3 Ways to Take Control of Your Financial Well-Being
The intersection of your finances and your life is where real personal financial management should take place.
Easy to say, hard to do? It shouldn't be. You have much more control over your financial well-being than you may think. The key to personal financial management is to stop worrying about the events of the day and concentrate on making smarter choices. Most people are too outward-focused. They spend their time watching what's going on in someone else's world -- 24-hour news, Facebook, YouTube, reality TV and other media distract us from our own lives.
It's an easy thing to do. Let's use the current debate on when the Fed will wind down it's quantitative easing as an example. In all likelihood, it's going to have little to no long-term impact on most families' financial future. Even so, most of us have dedicated more time to thinking about this, than we have to budgeting our money this month or trying to grow professionally.
Focusing on outside events whose outcomes we can't decide distracts us from the things we care about most and then making the little decisions to move us toward them. The good news is it doesn't have to be this way. If you want to make better financial decisions, start applying a business-like process to your personal finances. Taking control of your financial life is boringly simple -- it has nothing to do with the government shutdown, picking the “best” investment or predicting the next move in the markets. You only need to look inward, identify what you care about and make daily decisions that are in line with your goals.
Here are three simple steps you can employ to do so, beginning now.
Establish your priorities
Like a business, you need to set clear short-term and long-term priorities. Financial priorities are similar to goals, but you have to acknowledge that what you care about will change over time. That means you need the appropriate framework.

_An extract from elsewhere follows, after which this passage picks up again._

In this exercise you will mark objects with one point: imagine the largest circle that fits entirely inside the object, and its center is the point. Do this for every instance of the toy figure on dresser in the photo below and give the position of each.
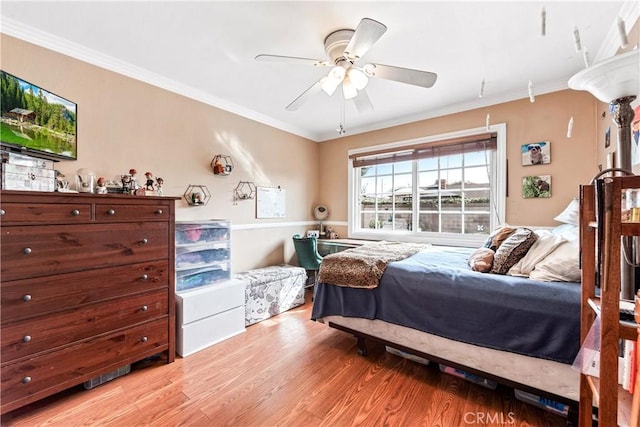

Suppose you're nearing retirement. If so, your priorities may be to fine-tune your lifestyle budget, pay off the mortgage, establish an emergency fund and explore part-time work options. If so, all financial decisions should come from this foundation.

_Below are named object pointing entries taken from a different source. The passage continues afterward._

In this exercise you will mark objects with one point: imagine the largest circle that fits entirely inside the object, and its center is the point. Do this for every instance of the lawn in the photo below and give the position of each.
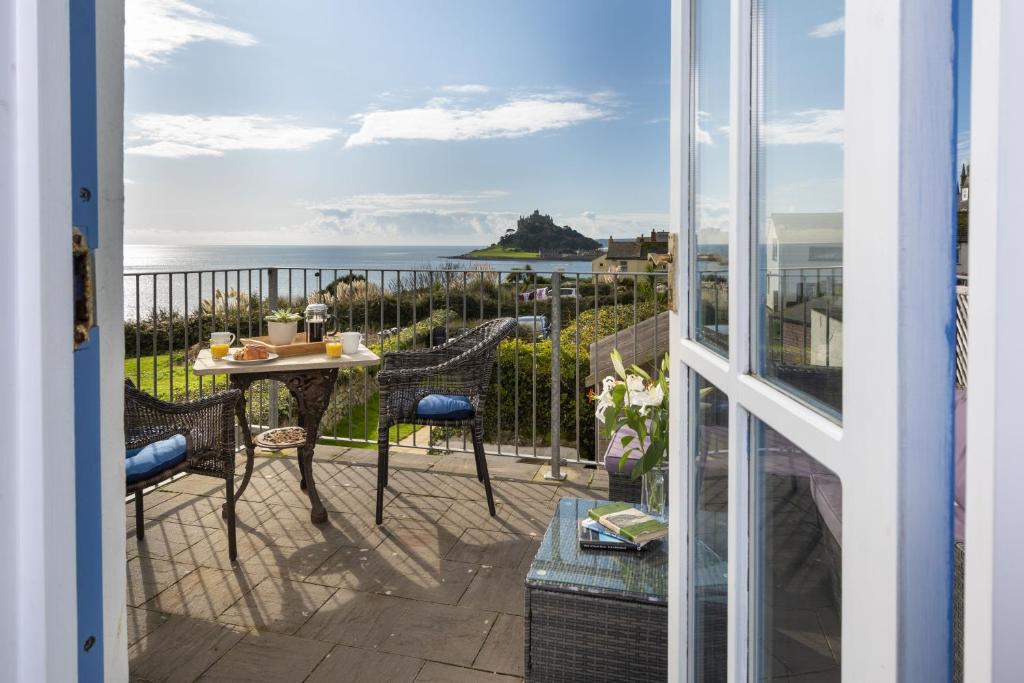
(502, 252)
(358, 422)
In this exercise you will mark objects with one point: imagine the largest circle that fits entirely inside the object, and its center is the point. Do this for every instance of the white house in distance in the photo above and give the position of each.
(803, 250)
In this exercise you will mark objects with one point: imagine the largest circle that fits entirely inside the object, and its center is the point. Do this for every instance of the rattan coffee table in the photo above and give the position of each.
(595, 614)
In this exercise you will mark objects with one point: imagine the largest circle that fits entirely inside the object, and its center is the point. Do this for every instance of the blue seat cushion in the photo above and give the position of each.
(443, 407)
(154, 459)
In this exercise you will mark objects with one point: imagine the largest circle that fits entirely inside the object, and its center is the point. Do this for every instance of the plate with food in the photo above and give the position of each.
(251, 354)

As your life unfolds, your priorities will change. They may even change dramatically, but that’s fine. Review them as a family annually and make adjustments. The key is that they should always be relevant and important to you.
Manage your lifestyle
A business manages its cash flow, and you need to do the same. Consistent, positive cash flow is the lifeblood of any business, and it will be for your household, as well.

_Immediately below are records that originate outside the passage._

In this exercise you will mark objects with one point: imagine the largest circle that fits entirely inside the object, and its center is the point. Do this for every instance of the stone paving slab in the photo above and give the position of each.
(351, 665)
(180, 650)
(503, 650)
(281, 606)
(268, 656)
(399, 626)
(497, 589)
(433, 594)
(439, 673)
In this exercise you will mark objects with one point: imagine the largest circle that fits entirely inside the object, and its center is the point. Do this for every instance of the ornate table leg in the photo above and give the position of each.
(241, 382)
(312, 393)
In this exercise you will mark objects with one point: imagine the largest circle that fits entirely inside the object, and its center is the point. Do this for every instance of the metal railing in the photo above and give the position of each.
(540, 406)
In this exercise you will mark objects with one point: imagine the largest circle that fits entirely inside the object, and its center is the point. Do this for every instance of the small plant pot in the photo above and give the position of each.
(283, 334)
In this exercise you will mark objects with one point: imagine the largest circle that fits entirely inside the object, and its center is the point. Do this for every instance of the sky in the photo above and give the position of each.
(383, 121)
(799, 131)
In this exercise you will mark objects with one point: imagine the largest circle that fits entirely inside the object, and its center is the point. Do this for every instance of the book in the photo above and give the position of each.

Your lifestyle choices can have the greatest impact on your financial security and growth. In business terms, this is your cash flow -- what you bring in (income) and your overhead (spending). What's "normal" today is to spend close to or more then you bring in, financing the rest of your lifestyle via debt. This is a choice. Living this way provides immediate gratification, but offers very little financial flexibility. One small mishap (furlough, health issue, etc.) can cause major financial consequences.
If you choose to live below your means by spending less then you earn, you can take this free cash flow and pay down debt, save it or invest it. No different than a business. Have clear priorities, and you'll make better lifestyle choices.
Build your net worth
The third way you can be like a business is by consistently updating and reviewing your balance sheet or net worth statement: It's the most important financial tool you have to evaluate your financial life.
A net worth statement is a list of all the assets and debt you've accumulated over time. Update your own statement every six months, and review it in the context of what your stated priorities are. It's the cumulative result of all the little financial decisions you make, and if you're using your priorities to guide your choices, it will show up here.
Remember, personal financial management is about knowing what you and your family care about and having a process for managing the uncertainties in life. You can't directly control the economy, taxes, interest rates, the stock market, recurring debt-ceiling debates or the fretting of ratings agencies about the U.S. Treasury. But you can control what you spend the bulk of your time thinking about, and, more importantly, the decisions you make that will enable you to ride more confidently through the rough patches.
Keep the focus on what matters, not on the noise.